The Potential of Lake Region

Politics aside. Lake Region Economic Bloc Governments need to collaborate more to harness the potential of their rich maritime resources as an enabler of growth, trade integration and prosperity. Joint sourcing of commodities is just one idea that would revitalize and promote trade, enabling a nascent LREB trading bloc to flourish.

By not accelerating developments around the port and finding better ways of using shared maritime resources, Lake Region Counties namely Bungoma, Busia, Homa Bay, Kakamega, Kisii, Kisumu, Migori, Nyamira, Siaya and Vihiga are missing an opportunity to build their economies faster, create more jobs and innovate new industries, and nourish a growing population.

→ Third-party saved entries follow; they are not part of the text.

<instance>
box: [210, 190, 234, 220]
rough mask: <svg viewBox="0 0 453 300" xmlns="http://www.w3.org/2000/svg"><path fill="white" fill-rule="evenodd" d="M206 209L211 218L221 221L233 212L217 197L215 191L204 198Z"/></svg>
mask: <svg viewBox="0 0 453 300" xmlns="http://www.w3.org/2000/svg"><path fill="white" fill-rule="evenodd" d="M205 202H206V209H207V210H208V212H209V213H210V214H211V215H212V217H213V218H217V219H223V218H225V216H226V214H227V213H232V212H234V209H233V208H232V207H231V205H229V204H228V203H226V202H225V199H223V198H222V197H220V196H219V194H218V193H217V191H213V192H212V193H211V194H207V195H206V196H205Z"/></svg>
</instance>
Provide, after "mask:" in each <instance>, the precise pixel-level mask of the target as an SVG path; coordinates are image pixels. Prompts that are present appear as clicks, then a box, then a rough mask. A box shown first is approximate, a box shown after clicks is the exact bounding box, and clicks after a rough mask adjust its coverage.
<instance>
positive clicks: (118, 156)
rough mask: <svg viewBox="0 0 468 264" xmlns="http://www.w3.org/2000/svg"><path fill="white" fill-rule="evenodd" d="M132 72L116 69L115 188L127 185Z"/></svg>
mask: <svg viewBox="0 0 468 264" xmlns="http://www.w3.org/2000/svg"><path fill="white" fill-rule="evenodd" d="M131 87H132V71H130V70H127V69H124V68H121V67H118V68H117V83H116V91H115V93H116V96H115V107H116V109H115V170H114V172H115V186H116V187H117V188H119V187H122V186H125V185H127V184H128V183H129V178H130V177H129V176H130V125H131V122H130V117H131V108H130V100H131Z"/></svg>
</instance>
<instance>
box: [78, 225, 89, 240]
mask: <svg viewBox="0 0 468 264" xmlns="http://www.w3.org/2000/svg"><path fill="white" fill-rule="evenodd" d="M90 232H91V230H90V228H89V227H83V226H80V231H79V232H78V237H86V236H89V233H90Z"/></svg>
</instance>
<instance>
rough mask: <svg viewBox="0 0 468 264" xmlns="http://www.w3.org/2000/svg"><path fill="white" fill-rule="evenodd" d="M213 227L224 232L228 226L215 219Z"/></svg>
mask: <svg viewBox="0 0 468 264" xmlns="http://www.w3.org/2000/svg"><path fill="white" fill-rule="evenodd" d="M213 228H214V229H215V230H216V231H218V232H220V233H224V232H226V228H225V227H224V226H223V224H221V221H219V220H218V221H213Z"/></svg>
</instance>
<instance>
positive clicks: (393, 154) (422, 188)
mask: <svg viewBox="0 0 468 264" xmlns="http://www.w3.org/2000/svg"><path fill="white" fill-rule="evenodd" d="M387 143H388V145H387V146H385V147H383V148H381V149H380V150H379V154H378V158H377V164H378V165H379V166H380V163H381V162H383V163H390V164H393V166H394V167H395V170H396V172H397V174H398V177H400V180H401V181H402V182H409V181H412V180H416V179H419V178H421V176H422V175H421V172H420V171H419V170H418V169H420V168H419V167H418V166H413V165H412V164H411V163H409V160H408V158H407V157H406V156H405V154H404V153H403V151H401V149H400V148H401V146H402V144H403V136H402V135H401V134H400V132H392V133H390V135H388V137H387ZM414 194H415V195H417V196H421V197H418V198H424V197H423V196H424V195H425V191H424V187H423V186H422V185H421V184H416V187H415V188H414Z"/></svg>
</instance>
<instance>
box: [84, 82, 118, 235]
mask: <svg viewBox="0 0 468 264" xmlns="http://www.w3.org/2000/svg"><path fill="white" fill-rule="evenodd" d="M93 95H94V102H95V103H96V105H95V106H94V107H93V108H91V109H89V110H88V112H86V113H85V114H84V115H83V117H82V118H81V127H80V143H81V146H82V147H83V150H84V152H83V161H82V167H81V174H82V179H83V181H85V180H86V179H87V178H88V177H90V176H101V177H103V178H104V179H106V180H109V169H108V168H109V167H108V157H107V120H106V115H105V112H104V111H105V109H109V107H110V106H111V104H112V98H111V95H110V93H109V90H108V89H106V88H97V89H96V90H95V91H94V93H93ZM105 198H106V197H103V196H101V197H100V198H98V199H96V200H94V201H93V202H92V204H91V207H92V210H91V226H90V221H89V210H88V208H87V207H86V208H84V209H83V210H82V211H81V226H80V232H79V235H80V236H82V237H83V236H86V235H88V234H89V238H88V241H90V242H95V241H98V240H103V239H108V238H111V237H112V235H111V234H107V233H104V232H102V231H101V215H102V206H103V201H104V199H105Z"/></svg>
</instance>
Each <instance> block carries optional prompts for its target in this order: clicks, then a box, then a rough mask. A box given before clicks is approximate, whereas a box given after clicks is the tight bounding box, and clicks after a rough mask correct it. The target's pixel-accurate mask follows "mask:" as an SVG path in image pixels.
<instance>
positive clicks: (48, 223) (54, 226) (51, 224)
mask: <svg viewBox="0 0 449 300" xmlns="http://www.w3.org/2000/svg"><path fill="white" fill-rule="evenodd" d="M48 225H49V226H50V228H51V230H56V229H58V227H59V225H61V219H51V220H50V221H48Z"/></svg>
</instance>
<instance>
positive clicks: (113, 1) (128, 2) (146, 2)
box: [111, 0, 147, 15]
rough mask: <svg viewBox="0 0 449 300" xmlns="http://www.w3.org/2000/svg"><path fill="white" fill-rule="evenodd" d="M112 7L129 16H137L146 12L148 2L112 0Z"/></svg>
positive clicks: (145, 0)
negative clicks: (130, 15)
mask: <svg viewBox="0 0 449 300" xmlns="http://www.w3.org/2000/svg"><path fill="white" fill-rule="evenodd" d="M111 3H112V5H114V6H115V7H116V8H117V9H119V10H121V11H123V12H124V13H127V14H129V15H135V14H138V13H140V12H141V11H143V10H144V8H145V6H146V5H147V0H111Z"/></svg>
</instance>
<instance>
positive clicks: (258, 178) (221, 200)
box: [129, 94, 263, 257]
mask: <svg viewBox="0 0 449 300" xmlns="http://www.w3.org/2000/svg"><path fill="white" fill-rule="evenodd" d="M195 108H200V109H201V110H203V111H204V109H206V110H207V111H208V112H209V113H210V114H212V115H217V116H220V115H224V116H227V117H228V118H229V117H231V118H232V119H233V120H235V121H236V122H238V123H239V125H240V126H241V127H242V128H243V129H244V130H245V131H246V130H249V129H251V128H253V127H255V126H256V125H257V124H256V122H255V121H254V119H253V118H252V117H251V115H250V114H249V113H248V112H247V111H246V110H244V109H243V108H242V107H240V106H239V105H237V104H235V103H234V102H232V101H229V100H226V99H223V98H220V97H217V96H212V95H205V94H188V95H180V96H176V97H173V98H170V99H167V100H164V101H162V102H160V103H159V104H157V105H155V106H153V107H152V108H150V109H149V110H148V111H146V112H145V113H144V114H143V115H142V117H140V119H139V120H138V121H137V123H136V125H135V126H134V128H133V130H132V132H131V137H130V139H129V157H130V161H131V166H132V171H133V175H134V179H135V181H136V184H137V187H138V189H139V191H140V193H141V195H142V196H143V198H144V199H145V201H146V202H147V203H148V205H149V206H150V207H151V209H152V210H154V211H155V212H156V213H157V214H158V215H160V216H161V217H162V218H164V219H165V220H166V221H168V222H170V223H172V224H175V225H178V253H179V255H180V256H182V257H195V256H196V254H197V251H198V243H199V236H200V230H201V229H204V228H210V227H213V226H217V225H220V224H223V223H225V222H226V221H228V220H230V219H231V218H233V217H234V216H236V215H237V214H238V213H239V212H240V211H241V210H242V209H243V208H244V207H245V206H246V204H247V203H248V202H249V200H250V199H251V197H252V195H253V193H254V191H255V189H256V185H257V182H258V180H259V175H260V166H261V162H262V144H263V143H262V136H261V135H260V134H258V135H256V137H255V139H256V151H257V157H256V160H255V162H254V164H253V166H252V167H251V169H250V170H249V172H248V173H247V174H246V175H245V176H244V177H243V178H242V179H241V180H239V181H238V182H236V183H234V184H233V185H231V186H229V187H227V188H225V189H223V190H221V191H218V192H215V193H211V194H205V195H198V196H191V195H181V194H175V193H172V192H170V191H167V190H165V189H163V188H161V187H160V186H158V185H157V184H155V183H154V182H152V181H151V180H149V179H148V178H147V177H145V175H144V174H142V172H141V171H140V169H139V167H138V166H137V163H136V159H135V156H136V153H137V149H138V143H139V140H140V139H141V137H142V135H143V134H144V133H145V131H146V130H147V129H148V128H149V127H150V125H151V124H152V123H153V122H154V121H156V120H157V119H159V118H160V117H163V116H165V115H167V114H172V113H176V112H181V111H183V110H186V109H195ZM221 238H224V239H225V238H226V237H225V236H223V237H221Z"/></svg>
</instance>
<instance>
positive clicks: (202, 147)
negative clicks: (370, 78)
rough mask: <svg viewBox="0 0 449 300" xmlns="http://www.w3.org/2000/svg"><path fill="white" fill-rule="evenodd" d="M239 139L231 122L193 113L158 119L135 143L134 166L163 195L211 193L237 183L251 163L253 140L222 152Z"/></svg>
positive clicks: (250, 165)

Creating an expansive road network through Kenya Urban Roads Authority (KURA) and Kenya Rural Roads Authority (KeRRA) will encourage infrastructure to connect the region to farmers and producers from the rural areas. To increase our combined impact, smallholder farmers can be able to access larger markets at good prices if they can easily transport their produce at low costs to sell in other market centers.

Policy Making within County Assemblies

This can easily facilitate their access to markets, and empower small farmers to engage in policy dialogue. MCAs should see themselves as more; with a key role to play in ensuring inclusive and sustainable rural transformation at local and county level in enabling farmers access opportunities across borders and as well spur dialogue with sectors such as hotels, travel and tourism, transport and so on.

Maritime Trade

Lake Victoria is a waterway which can transport millions in cargo oil, gas and goods across counties and East Africa at large. The port is being upgraded to handle 4,000 containers. The 180-tonne, 91-metre long mv Uhuru cargo carrier has already made 26 round trips to Uganda. One trip, which is equivalent to having 30 lorries take over a week, is completed in only 17 hours.

Kisumu handled 17,735 tonnes of cargo in 2019, a 62 per cent rise due to improved efficiency. There are still some challenges. Uganda has yet to complete its oil jetty. Among challenges identified by shippers are weak ports, railway and road infrastructure, small handling capacity, high shipping insurance, high logistical costs, theft of cargo and arbitrary fees.